The funniest episode I’ve seen so far, “Meeseeks and Destroy,” opens with Morty, scared out of his wits, having to murder evil clones of his parents and sister, complete with face-melting gore. Later, he’s nearly raped by an anthropomorphic jelly bean (don’t worry, the walking candy gets what’s coming to him). Kid stuff this is not.

https://www.youtube.com/watch?v=naCFGUIc3J8

But, like the previous work of Roiland–who voices both leads–and Harmon, R&M dances to its own internal music, and, like those other great Adult Swim shows, it makes it up as it goes along.

Witness Mr. Meeseeks, a blue, humanoid blob presented by Rick who exists to perform one simple task, and then he explodes/dies in a painless puff of smoke. He greets you with a smile, opens your jar or fixes your dishwasher and then POOF! he’s gone until you press the button for a new one.
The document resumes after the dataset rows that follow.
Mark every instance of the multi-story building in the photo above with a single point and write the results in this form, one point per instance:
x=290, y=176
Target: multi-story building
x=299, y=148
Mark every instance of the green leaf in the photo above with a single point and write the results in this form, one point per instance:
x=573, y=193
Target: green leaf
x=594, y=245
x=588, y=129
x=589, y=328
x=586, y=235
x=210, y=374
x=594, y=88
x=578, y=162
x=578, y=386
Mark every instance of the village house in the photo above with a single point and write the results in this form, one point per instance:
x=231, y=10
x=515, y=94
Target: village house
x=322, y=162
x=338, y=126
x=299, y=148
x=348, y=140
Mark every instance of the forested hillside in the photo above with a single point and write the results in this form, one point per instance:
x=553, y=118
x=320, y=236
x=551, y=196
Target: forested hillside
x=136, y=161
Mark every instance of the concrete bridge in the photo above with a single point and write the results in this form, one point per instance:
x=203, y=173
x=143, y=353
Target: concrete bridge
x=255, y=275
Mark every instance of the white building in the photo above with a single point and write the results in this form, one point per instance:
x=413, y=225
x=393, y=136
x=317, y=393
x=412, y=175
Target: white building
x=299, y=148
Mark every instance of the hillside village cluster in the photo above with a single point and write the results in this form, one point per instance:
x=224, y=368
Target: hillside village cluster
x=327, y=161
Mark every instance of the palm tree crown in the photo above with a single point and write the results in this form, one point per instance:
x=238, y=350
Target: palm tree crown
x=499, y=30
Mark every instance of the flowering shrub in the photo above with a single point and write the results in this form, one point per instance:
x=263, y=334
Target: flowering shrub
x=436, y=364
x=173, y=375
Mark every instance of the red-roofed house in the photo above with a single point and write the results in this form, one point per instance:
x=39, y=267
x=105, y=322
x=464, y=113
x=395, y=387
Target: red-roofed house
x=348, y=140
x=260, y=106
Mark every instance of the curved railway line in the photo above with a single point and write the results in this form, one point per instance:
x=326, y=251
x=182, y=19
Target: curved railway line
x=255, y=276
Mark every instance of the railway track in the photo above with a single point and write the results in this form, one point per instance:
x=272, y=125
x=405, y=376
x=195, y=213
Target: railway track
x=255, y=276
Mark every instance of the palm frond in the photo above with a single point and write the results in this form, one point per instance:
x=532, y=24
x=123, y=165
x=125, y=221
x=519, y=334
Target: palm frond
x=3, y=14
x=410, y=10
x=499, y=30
Except that in the hands of Jerry, Rick’s son-in-law and Morty’s father, Mr. Meeseeks is given an apparently impossible task–no matter how many of his own kind he brings in as reinforcements in an increasing cascade of nervous, impotent, eager-to-die blue creatures. It’s like a Troy and Abed fever dream.

“Meeseeks usually don’t have to exist for this long,” the haggard original says before things really go off the deep end. “It’s getting weeeeeird.”

Weird it does indeed get, and weird I hope it shall stay. This show could be a top-rate crossover hit for those who incorrectly think that Adult Swim is just for potheads, or those who tire of its predictable parades of spewed viscera, like Superjail! or Metalocalypse.
Though this be madness, yet there is comedy in’t.